Tutorial
8 min read

ETL 2.0 Why you should switch into stream processing

If you are looking at Nifi to help you in your data ingestions pipeline, there might be an interesting alternative.

Let’s assume we want to simply dump facts from Kafka to HDFS without any transformations - assuming  short latency isn’t crucial, but desirable. We have hundreds of topics from small to really huge ones, and all messages are in Avro format. Additionally some data is produced hourly or daily,  and some are produced online. Facts will be used to power tables on Hive as external tables which means there is a need of avoiding big amounts of small files. Otherwise HDFS along with Hive might have hard times with performance.

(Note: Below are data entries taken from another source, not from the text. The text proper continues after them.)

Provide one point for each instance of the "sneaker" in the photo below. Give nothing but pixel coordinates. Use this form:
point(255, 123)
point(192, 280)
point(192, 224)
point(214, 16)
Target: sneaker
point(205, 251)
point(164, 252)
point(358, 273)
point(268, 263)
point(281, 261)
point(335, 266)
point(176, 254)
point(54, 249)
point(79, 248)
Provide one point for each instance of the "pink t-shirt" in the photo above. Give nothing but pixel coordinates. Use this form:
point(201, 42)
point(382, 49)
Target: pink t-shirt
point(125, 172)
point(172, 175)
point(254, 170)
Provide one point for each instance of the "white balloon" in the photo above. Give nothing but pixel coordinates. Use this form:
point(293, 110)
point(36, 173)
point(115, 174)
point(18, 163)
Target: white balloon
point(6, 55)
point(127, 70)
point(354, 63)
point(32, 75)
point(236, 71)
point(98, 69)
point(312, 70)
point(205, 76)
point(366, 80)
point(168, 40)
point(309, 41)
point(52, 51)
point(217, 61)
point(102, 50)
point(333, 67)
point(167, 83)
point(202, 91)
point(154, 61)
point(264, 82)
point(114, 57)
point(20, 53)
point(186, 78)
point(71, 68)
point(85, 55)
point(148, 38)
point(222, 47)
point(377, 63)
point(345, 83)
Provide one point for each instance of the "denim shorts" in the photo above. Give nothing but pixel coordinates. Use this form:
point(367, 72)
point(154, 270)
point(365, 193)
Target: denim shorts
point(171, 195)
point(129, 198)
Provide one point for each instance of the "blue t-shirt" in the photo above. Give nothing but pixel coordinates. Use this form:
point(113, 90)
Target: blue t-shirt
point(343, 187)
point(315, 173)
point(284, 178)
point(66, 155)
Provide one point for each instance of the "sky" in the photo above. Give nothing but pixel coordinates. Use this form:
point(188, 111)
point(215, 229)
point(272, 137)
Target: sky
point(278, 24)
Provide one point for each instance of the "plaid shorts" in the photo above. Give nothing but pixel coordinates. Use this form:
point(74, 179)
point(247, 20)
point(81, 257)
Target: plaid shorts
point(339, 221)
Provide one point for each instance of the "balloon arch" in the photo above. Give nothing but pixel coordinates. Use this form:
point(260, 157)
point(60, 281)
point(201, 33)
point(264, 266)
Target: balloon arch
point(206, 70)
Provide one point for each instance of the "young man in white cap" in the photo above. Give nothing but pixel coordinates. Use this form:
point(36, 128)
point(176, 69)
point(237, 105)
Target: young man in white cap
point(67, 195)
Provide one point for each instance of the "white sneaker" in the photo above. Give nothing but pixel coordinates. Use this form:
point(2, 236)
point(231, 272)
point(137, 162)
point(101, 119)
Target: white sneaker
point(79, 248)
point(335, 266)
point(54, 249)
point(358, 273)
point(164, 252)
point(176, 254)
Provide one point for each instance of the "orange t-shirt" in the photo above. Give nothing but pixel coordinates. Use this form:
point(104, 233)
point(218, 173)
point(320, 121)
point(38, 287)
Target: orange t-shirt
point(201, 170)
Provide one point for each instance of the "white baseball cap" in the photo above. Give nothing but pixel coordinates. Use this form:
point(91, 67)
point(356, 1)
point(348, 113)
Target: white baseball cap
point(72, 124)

How to go about it? Fast research in Google suggests 3 options:

  • Apache Gobblin or Camus – MapReduce framework, so it’s batch, a bit of outdated technology - leave it for old-school programmers
  • Kafka HDFS 2 sink connector – Kafka Connect it’s great, scalable framework. That connector was used in one of the projects in GetInData, but had some bugs connected with Avro format. Due to that it consumed a lot of resources and there were difficulties during schema upgrade. It produced corrupted files during Hive Metastore problems etc. Using that in bigger projects won’t be easy.
  • Kafka HDFS 3 sink connector – it’s under the Confluent Enterprise License, you can test it for 30 days for free. It’s worth trying if you paid for the license.
  • Apache Flume – agent-based solution. It is hard to get Flume to process data exactly-once. Nevertheless, it's a deprecated technology (even by Cloudera)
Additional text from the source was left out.